In 2011, Safe Water on Campus project, a sub-project of Water Cellar for Mothers, was launched to build and rehabilitate the safe water and sanitation facilities, install water purifying equipment and carry out education on health in schools. By the end of 2016, Safe Water on Campus project had invested more than 77 million yuan ($12 million) in 680 schools in 24 provinces, municipalities and autonomous regions, helping them build and upgrade safe water facilities, install water purification equipment and organize health education, directly benefiting more than 370,000 teachers and students.

International recognition 

Water Cellar for Mothers project has garnered international recognition. Country Water Action, a report released by the Asian Development Bank, has a section introducing the project and commended it as a remarkable initiative securing safe water for people in arid regions.

Reports of international organizations such as the World Bank and the United Nations also reaffirmed the great role the project is playing in alleviating people's suffering.

In 2015, the U.S.-based Minor Planet Center officially named minor planet No.207715 as Muqin Shuijiao (Chinese for Water Cellar for Mothers), to highlight the great achievement the project had made in the past. According to Qin, Water Cellar for Mothers project will continue to develop in light of the United Nations 2030 Agenda for Sustainable Development and China's 13th Five-Year Plan (2016-20), and will be launched globally. "We hope to launch Water Cellar for Mothers project in less developed countries, such as those in Africa," she said.
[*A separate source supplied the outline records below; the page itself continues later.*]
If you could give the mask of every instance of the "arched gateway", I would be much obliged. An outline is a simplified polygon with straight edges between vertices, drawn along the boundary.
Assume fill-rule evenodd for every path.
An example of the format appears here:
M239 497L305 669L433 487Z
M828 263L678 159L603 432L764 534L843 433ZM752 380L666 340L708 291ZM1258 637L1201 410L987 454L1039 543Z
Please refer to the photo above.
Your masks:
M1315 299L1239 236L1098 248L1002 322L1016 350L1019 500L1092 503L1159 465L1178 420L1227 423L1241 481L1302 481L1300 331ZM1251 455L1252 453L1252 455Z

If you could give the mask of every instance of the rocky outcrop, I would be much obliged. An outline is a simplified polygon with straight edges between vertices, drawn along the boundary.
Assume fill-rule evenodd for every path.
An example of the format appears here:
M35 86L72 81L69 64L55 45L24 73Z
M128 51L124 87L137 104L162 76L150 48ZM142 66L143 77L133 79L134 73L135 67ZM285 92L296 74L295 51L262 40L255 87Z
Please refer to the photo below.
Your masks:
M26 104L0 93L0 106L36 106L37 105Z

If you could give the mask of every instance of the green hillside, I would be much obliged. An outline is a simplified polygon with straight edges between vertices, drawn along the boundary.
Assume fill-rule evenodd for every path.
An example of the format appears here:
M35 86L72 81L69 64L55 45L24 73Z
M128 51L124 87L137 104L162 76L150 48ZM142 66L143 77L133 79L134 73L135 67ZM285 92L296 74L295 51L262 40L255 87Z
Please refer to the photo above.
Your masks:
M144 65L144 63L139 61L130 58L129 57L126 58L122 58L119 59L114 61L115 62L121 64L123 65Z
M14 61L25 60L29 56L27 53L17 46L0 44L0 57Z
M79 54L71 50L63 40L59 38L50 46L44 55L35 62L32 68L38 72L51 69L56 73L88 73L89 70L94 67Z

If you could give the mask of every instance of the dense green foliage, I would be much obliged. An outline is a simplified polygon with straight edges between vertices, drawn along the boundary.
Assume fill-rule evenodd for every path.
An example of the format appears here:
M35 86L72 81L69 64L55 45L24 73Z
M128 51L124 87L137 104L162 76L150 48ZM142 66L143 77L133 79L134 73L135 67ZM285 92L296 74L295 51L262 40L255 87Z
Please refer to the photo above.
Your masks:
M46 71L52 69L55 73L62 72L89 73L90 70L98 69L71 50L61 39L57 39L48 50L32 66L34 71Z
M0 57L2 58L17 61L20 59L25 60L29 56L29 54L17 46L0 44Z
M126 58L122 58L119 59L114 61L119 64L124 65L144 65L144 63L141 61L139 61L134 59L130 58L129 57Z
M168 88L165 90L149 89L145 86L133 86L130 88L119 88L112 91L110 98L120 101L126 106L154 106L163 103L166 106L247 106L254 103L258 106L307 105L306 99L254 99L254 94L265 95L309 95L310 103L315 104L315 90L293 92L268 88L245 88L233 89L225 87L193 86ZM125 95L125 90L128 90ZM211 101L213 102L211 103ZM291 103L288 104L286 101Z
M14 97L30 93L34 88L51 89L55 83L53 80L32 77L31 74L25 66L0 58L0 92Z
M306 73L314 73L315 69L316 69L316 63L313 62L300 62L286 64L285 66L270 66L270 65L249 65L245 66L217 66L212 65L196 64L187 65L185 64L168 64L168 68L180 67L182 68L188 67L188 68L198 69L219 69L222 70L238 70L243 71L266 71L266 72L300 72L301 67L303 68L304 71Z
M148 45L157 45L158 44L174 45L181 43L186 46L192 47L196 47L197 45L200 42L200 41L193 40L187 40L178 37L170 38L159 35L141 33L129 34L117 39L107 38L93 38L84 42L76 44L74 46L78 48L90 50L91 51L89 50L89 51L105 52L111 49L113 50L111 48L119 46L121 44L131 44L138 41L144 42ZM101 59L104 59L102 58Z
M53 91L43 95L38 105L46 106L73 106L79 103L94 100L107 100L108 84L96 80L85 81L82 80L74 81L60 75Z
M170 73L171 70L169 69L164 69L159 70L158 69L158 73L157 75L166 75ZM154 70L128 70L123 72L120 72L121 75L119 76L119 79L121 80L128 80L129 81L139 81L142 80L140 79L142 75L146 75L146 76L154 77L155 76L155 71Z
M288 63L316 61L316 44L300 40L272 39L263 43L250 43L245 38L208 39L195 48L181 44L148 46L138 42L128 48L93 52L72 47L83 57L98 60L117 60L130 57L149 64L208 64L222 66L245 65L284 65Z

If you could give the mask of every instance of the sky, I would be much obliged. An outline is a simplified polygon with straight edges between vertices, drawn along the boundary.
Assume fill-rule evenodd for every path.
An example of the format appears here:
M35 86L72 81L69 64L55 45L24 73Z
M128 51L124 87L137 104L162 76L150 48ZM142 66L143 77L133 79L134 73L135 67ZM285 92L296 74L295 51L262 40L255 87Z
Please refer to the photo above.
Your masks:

Lu Youqing, who worked as Chinese ambassador to Tanzania in 2012-17, also thinks African countries can benefit from the project. He investigated the situation in Tanzania and believes that the project can work well there.

According to Lu, although the average annual rainfall of Tanzania in the past 10 years is as high as 1,071 mm and even the driest region Dodoma can receive 570 mm of rainfall a year on average, due to the shortage of water conservancy facilities, however, Tanzania is still faced with a severe water shortage which is hampering social and economic development and the improvement of people's livelihood.

"Water Cellar for Mothers project of China can be used as a good reference," said Lu. "It's expected that with the joint efforts of China and Tanzania, a suitable water conservancy and irrigation system could be established in Tanzania to benefit the local people."

Water Cellar for Mothers Donations 


Based on China Women's Development Foundation (CWDF), Water Cellar for Mothers relies mainly on public donations, including those from individuals and businesses. People can easily donate online via the post office, the bank and at the CWDF office. An individual can donate a water cellar (including a filtration system) for a family which can be named after the donor. When a company donates to build water cellars for a village or a township, all the water cellars in the village or the township will also bear the company's name.